Eu ando vendo o mundo social hoje muito maquiado, muito na “falsa paz”. Parece que as pessoas abriram os olhos para a verdade e me parece ainda que estão de fato mudando o mundo. Porém, o que realmente está acontecendo, no meu ponto de vista é que estamos todos varrendo a sujeira para debaixo do tapete, acobertando, sendo omissos ao que deve ser feito; ir a luta, entende? Sair e de fato mudarmos, dizermos o que realmente precisa ser dito, pegarmos a espada e dizermos abertamente “ISTO ESTÁ ERRADO”.
Mas, o egoísmo, a falsa alegria estampada no rosto e a miséria consumista ainda predominam. É difícil não se deixar levar por conta disso tudo, porque você está dentro do sistema, precisa dele para conseguir “auxílio isto” e “auxílio aquilo”.

Então para finalizar a idéia de falar de um curso superior e uni-lo a um exemplo universal, é que, PELO AMOR DE DEUS, DO QUE FOR SAGRADO NA SUA VIDA, FAÇA ALGO QUE REALMENTE IRÁ MUDAR VOCÊ, O PRÓXIMO E UMA NAÇÃO TODA. NÃO VIAJE “NA MAIONESE”. SE VOCÊ QUER MUDAR O MUNDO, COMECE POR DENTRO. NÃO DIGA ALGO E FAÇA OUTRO, SE FOR, TENTE FAZER PRIMEIRO E AÍ SIM, REVER SEUS CONCEITOS.

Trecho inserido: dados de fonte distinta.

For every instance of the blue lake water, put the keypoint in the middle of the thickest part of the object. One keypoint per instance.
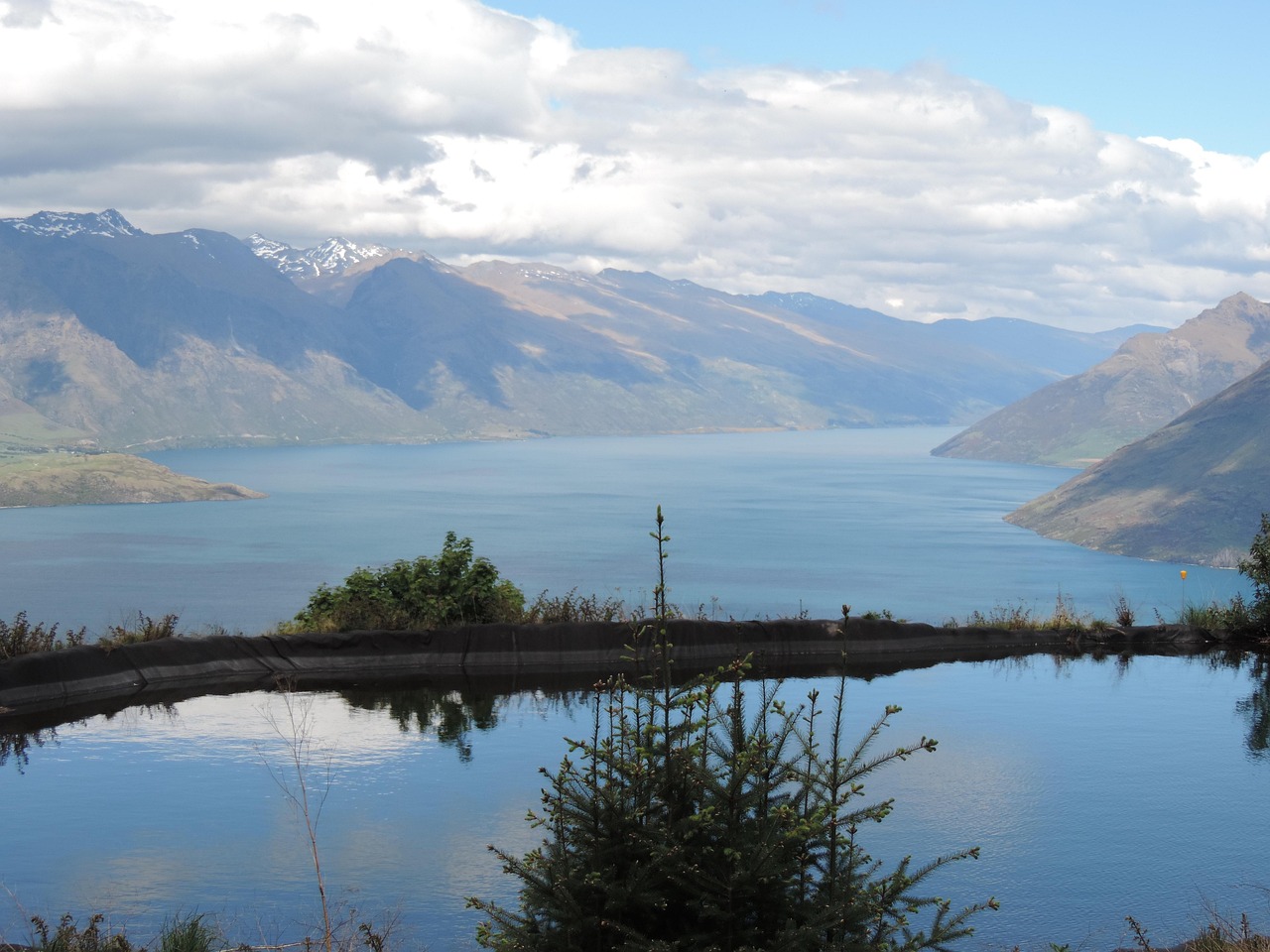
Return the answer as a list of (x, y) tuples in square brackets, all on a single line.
[(762, 525), (1095, 789)]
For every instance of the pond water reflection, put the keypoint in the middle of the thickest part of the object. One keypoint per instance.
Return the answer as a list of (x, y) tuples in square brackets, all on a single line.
[(1095, 788)]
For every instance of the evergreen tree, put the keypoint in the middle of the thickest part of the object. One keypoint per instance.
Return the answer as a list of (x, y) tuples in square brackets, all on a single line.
[(685, 823)]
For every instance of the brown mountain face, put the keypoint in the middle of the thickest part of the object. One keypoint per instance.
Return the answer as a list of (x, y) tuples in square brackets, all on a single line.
[(1151, 380), (128, 340), (1193, 492)]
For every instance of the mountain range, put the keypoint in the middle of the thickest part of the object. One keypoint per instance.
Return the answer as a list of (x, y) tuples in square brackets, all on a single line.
[(1192, 492), (1144, 385), (117, 339)]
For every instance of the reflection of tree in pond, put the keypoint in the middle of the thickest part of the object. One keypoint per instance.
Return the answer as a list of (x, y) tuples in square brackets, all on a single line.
[(18, 746), (1256, 706), (451, 715)]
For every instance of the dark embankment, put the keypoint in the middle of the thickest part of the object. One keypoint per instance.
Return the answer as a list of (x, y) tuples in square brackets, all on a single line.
[(60, 685)]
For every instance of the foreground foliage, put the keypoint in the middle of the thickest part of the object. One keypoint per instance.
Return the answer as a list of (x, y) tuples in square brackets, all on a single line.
[(453, 588), (688, 823), (190, 933), (23, 638)]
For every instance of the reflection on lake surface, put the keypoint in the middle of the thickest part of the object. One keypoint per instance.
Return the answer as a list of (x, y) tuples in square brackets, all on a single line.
[(1095, 788)]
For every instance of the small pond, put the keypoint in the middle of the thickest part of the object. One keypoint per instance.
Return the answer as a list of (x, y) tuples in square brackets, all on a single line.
[(1095, 788)]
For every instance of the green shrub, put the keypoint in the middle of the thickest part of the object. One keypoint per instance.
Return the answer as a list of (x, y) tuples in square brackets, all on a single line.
[(1256, 569), (685, 823), (22, 638), (144, 629), (454, 588), (70, 938), (190, 933), (572, 607)]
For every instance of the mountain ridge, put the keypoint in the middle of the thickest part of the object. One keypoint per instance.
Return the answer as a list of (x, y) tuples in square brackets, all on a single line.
[(198, 338), (1151, 380)]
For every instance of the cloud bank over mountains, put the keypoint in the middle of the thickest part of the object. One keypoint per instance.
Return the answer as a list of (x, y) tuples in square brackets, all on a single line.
[(460, 130)]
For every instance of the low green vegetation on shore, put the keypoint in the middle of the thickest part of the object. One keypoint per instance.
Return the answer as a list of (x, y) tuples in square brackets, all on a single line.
[(694, 816), (457, 587), (77, 479)]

Essa é  a dica que dou aos novos interessados a estudarem DE VERDADE. Estude para beneficiar um todo, você vive em sociedade, você precisa disto tudo. Não caia na armadilha que cai, assim como metade dos muitos estudantes de escolas particulares fazem, que é ter um curso superior apenas para ser intitulado graduado. Pelo amor de sua alma, faça valer suas frases clichês de FAZER O QUE REALMENTE GOSTA E TEM VOCAÇÃO.
Pense de verdade!
Bom, a mensagem que queria passar era essa. Espero que muitos que lerem, entendam a importância de fazerem a escolha certa. Sei que vai existir uma grande chance de você entrar numa Uni-Esquina da vida, mas se for entrar, não entre pensando em ser o que não é, não será e jamais exercerá com excelência na vida.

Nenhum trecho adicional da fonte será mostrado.